The big country

Posted by – December 11, 2007

I have received feedback that my entry about the state of finance in the US was a bit inaccessible. I thought at the time that there’s a lot there to write about but that nobody would want to read it – but what the hell. It’s my blog, right? Don’t like it, go to Russia.

1) US financial sector profits as a percentage of total corporate profits in 1947: about 10%. In 2007: about 50%.

The financial sector is supposed to provide two things: distribution of opportunity and distribution of risk. Where there’s an opportunity for financial activity, capital is needed to exploit it. Banks distribute the opportunity to a number of people who have money to lend for the venture (ie. people who make deposits). Interest and dividends earned represent the fruit of this distributed opportunity. And because economic activity (and life) always involves risks of catastrophic failure, it’s sensible to have insurance companies to distribute the risk among risk-takers.

So the statistic I quoted says that these activities, essentially peripheral to creating actual value, generated 10% of all profit sixty years ago in America. To me that actually sounds like rather a lot. But due to the fractional reserve system and other clever tricks (I’ll write about that some other time), modern banking is essentially a money-making machine. So people who own the banks get a cut from lubricating the wheels of the economy, ok. But over 60 years their slice of the profit pie has quintupled. To me this represents an increasing artificiality that happens to any developed economy; properties become super-valued and huge numbers of people get rich by moving property around. The financial sector “leech” has become very much larger.

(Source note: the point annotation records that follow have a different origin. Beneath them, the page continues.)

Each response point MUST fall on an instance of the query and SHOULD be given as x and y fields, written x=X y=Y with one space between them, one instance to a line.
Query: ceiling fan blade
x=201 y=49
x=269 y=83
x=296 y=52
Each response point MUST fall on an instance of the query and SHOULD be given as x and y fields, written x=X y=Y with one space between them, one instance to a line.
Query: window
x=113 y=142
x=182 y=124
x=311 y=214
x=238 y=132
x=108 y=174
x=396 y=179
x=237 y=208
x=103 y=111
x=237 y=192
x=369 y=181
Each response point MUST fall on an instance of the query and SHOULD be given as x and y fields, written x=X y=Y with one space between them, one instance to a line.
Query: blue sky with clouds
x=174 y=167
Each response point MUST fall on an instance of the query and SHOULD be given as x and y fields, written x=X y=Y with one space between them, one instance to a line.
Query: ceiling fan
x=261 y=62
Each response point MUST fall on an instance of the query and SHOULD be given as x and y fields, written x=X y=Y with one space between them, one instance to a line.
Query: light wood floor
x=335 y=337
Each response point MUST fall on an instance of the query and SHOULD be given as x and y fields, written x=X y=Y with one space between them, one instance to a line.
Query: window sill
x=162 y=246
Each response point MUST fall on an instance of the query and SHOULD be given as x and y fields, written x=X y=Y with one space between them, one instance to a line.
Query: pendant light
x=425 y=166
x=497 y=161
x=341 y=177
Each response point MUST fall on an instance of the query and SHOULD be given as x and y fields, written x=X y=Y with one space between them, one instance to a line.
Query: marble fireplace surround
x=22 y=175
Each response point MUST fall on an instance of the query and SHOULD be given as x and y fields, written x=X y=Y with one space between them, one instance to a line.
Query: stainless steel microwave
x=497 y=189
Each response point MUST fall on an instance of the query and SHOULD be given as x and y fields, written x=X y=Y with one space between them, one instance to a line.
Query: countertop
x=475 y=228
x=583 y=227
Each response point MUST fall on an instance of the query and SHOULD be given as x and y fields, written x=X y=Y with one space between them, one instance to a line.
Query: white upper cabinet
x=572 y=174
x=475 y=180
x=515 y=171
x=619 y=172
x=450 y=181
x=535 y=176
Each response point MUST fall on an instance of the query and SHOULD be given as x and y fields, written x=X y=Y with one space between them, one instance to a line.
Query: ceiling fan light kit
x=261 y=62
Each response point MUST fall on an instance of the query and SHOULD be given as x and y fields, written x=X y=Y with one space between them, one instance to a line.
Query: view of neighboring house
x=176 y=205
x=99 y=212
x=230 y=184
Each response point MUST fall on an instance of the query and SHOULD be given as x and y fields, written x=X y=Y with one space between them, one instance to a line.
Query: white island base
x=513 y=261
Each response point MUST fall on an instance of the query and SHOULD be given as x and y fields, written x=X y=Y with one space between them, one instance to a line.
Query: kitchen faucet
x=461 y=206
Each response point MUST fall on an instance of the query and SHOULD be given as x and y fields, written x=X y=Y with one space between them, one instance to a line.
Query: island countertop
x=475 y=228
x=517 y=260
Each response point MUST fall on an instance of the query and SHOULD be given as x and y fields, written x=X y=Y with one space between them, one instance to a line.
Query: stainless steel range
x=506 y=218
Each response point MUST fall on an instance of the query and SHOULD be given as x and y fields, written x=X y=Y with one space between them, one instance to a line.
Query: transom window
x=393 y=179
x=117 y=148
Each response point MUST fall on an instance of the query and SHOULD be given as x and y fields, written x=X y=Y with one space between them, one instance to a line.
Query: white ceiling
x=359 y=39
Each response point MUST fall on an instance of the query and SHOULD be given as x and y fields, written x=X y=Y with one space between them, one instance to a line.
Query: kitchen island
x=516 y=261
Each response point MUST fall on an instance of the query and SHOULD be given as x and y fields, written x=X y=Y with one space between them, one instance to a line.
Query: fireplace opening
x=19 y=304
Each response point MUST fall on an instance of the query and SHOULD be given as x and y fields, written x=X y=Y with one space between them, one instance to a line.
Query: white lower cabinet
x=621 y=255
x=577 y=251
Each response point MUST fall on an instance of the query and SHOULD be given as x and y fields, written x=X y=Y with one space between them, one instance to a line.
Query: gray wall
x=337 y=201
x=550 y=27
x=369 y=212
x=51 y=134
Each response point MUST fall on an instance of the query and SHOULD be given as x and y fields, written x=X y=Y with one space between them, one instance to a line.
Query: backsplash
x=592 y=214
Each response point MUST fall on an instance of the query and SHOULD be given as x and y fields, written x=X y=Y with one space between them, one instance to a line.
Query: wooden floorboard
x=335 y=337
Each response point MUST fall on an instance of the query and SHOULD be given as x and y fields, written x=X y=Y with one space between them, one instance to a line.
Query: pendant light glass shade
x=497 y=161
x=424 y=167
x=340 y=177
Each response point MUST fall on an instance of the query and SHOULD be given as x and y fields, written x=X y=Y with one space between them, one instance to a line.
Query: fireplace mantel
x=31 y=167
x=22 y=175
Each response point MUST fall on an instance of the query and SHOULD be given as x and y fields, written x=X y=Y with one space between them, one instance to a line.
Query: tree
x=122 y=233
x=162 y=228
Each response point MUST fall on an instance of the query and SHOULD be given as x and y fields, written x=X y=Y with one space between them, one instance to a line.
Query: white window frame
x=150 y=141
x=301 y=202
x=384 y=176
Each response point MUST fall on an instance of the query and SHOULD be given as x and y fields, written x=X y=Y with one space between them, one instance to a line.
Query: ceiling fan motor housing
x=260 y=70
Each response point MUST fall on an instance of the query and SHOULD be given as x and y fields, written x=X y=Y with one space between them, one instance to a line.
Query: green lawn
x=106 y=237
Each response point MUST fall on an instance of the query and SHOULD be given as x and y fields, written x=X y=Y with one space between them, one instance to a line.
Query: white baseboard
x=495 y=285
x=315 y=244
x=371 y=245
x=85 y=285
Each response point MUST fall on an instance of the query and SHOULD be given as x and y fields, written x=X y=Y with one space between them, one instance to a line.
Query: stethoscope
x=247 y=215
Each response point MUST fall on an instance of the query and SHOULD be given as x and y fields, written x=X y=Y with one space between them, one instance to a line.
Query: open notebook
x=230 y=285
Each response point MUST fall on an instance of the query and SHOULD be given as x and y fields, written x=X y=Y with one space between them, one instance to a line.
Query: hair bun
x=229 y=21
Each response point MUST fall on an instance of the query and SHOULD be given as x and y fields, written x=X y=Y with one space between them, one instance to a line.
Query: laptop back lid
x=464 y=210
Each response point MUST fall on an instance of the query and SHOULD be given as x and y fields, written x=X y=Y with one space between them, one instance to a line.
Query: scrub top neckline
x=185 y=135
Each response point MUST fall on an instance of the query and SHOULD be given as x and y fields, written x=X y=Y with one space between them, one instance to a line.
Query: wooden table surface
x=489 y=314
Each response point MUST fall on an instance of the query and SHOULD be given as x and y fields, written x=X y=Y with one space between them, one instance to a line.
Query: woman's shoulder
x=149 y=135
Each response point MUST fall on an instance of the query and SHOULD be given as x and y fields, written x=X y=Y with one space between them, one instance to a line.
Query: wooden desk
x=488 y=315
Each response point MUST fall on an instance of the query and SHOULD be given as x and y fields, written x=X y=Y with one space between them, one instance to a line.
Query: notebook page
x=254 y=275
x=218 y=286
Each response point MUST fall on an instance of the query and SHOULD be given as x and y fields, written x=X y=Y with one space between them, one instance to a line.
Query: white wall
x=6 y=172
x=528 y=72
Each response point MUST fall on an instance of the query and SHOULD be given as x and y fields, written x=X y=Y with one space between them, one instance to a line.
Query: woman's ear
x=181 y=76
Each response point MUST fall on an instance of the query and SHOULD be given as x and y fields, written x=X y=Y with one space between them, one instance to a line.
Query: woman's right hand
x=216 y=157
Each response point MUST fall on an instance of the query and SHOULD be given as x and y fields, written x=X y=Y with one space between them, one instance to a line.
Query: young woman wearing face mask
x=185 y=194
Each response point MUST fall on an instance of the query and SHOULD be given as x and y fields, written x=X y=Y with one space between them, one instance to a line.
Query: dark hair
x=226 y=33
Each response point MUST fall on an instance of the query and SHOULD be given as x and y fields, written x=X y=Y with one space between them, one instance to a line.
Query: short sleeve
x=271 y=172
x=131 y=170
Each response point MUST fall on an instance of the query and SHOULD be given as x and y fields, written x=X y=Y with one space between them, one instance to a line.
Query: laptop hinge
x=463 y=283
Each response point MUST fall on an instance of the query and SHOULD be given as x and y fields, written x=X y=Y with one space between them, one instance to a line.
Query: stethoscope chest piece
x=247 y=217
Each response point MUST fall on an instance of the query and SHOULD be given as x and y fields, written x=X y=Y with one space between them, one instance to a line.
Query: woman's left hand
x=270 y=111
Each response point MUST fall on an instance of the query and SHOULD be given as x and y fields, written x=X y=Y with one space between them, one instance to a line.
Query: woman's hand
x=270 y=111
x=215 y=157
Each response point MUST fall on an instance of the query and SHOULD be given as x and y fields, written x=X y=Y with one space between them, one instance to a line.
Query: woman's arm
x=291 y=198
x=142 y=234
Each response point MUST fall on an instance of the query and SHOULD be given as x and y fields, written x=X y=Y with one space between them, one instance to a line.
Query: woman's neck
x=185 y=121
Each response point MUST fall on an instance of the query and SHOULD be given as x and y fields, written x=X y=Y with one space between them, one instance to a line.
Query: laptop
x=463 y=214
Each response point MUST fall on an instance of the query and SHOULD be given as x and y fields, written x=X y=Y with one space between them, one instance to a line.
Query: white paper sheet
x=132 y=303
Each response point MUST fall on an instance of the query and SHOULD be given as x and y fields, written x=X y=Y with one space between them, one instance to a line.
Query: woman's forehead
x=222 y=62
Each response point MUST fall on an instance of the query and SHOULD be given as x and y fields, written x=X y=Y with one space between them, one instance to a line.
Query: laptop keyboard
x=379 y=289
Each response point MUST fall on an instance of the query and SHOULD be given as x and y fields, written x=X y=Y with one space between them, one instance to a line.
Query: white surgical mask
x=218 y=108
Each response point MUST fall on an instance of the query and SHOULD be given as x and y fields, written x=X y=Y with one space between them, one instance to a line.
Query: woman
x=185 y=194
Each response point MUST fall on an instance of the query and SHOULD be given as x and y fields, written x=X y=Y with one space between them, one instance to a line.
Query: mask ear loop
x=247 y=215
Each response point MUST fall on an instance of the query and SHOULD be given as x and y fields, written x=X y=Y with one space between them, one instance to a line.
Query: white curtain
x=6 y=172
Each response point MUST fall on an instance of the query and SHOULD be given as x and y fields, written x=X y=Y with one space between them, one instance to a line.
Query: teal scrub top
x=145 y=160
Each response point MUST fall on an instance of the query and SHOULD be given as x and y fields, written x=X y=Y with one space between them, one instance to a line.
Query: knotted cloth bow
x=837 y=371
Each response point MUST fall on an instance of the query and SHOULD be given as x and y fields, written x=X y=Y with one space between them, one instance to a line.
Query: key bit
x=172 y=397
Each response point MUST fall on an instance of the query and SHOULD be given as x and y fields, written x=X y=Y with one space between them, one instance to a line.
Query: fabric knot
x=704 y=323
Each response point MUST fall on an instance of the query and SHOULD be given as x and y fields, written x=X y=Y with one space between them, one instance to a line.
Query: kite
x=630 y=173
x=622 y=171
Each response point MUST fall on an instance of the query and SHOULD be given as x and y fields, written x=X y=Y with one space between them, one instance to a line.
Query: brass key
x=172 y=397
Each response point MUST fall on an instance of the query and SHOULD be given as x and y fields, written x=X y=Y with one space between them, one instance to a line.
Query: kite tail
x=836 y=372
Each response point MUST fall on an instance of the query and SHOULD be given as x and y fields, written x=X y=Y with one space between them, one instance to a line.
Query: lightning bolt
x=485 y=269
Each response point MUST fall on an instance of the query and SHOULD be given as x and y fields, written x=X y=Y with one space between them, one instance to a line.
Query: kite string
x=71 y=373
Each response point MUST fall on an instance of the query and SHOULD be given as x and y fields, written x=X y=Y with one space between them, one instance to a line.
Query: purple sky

2) Debt intensity of US GDP growth in 1965-1975: under 2. In 2006: over 4.

This certainly could have used more explaining. What is debt intensity of GDP growth? It’s the ratio of increased debt to increased economic activity per year. This takes into account both public and private debt without reference to holders of the debt, so it’s a pretty rough number. Essentially, it answers the question “How many dollars does the US economy need to borrow to produce one dollar of value?” It is normal for this number to be over one (creating more debt than value), but it’s less normal that this number has more than doubled in 40 years.

Why has it doubled? Well, as economies become increasingly developed their markets become increasingly competitive and easy opportunities get exhausted, so new economic activity becomes more and more capital intensive. That explains a part of it. But an arguably larger and certainly more worrying part of it is that Americans as private citizens have been living beyond their means for a while now (this becomes really noticeable around 1984-1985, the time of my birth), the government has been living far beyond its means since Bush took over and everyone’s been caught up in an property bubble for the last five years or so. What is the property bubble? It’s what Alan Greenspan said would keep the economy going when the dotcom bubble was bursting. Keep interest rates low, encourage people to remortgage, buy or build new houses and spend spend spend. A ludicrous number of people decided that borrowing money to buy houses and watch their value go up was a reasonable way to make a living.

What does this mean? I think it means that a big chunk of the growth the US economy has experienced over the last five years is a fiction. I think the US is in for a shock when private consumption finally drops off (the cheap money party is over for the lower classes) and everyone’s stuck with falling property prices and mountains of debt. I think this ties in with the finance sector, that ever-growing leech at America’s neck. A lot of people have become fabulously rich by slicing, dicing and re-packaging bogus loans and a lot of people are going to feel the pain.

3) After-tax corporate profits as a percentage of GDP (in the US) just before GWB took office: about 5%. Now: about 10%.

This was the political commentary part. Quite simply I think it’s a good index of the way the Bush administration’s response to all this has been to ramp up the plundering. In an economy where genuine productivity becomes harder and harder to achieve and financial perils abound, the government squeezes the patient to pump blood into the leech. That, and spends about 5e12 dollars (and counting) dollars on warfare in Iraq. The great American public is being had, and we’re all going to be sorry.